Slovak-Jewish Holocaust survivor and inventor

William Zev Salcer (4 June 1924 – 6 December 2006) was an inventor and Holocaust survivor. He had Slovak-Jewish ethnicity, but he was primarily an Israeli and American citizen.

==Birth and war years==
Salcer was born in the village of Neporadza, Czechoslovakia to a wealthy family but was raised in Jelšava which became part of Hungary following the division and occupation of Czechoslovakia by Nazi Germany and fascist Hungary. He moved to Budapest and since Jewish students were banned from the Universities in Hungary, he took engineering courses in high school and worked as a welder's assistant while rooming with an uncle. An illness forced him to return to Jelšava, where he was made a forced laborer and made to repair tanks for the Wehrmacht; shortly thereafter, in advance of the Soviet Red Army, he and his fellow prisoners were force-marched to the Mauthausen-Gusen concentration camp. After his camp was liberated by the American Army, Salcer found his sister, Lily Gero, who had been at Auschwitz and he also met his wife Katarina Kellner who had also survived Auschwitz.

==Post war==
After he was liberated, Salcer attempted to recover his family's lost wealth, but was unable to do so. He experienced further discrimination in Czechoslovakia and fled to Israel, after receiving a draft notice for the Czechoslovak Army. After arrival in Israel, Salcer worked with the Haganah, where he designed tanks and armored cars and later designed jet engines for the Israeli Air Force. In 1952, after his discharge, he started a rubber factory and was elected to be the head of the association of Israeli manufacturers at age 28.

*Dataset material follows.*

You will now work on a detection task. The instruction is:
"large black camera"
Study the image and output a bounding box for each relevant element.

==Immigration to the United States and inventions==
After the Suez Crisis, in 1958 Salcer decided that Israel would experience endless warfare and immigrated to the United States, where he developed plastic tablecloths and a plastic display for earrings. He also designed a new type of hockey puck and hockey sticks after his son Ron Salcer became an agent for hockey players. He held 12 patents.

==Death==
According to his biographer Donna Z. Rubenstone, Salcer died of leukemia in Manhattan. He was 82.